Weltweite Geschwisterlichkeit und Freundschaft sind ein Gegenentwurf zu den vielen zentrifugalen Kräften, die heute am Werk sind. Die engherzigen Nationalismen und Narzissmen, die Leugnung von lebenswichtigen globalen Zusammenhängen, die ökologisch und sozial mangelhafte Ökonomie, das alles ist mit Händen zu greifen. Von Lampedusa bis Covid-19 reichen die Herausforderungen für eine weltweite Geschwisterlichkeit, die allein Frieden in Gerechtigkeit verwirklichen kann.

Der Papst schreibt: „Träumen wir als eine einzige Menschheit, als Weggefährten vom gleichen menschlichen Fleisch, als Kinder der gleichen Erde, die uns alle beherbergt, jeder mit dem Reichtum seines Glaubens oder seiner Überzeugungen, jeder mit seiner eigenen Stimme, alles Geschwister.“ (Fratelli tutti, Absatz 8)

Man kann nur wünschen, dass die neue Enzyklika genauso gut aufgenommen wird wie „Laudato si“. Die Menschheit und auch die Kirche brauchen die Kraft eines neuen Anfangs in dieser Zeitenwende. Nur durch die Identifikation mit den Geringsten werden wir zu Brüdern und Schwestern aller Menschen. „Möge Gott jeden von uns zu dieser Vision inspirieren!“ (Fratelli tutti, Absatz 287) ruft uns der Papst zu.

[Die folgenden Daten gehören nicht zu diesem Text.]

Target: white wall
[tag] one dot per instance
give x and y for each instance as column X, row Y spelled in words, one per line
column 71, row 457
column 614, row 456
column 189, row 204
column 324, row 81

Ein Kommentar zu “Weltweite Geschwisterlichkeit und Freundschaft

  1. Lieber Bischof Franz Josef,

    ich stimme Ihnen zu in dem, was Sie schreiben. Als Sozialarbeiter und Sozialrentner habe ich die Sozialenzyklika natürlich mit großem Interesse im Internet wahrgenommen. Sie hat nur einen Nachteil: sie ist zu lang und hätte kürzer sein müssen. Aber sie ist ein Rundumschlag aller Probleme unserer zerrissenen Menschheit. Geschwisterlichkeit und soziale Freundschaft – das ist die zentrale Botschaft und eine Aufforderung von Franziskus von Rom an uns alle, an die ganze Menschheit.
    Und so wünsche ich Ihnen besonders in Ihrer zentralen Funktion beim Synodalen Weg und in der Deutschen Bischofskonferenz den Mut, weiter in der Spur Jesu und von Franziskus zu bleiben. Unsere Kirche leidet insbesondere in Deutschland an Verbürgerlichung, Institutionalisierung und Bürokratie und ist darin noch schlimmer als der Staat. So gilt es für uns geistliche und soziale Menschen, weder konservativ noch progressiv, sondern intensiv zu sein und den Ruf Gottes nicht zu überhören. Dazu brauchen wir in der lärmenden Welt den Rückzug in die Stille und in die Einsamkeit, damit wir gestärkt durch die Begegnung mit dem lebendigen Gott in der Meditation, Oration und Kontemplation uns den Menschen im je eigenen Alltag zuwenden können.

    Das wünsche ich Ihnen ganz besonders, dass Sie Zeit für die Stille haben können und dürfen. Nach nun fast 25 Jahren als Bischof von Osnabrück wünsche ich Ihnen Muße, ein kraftvolles Herz und die heilende Nähe in der Stille und in den menschlichen Begegnungen.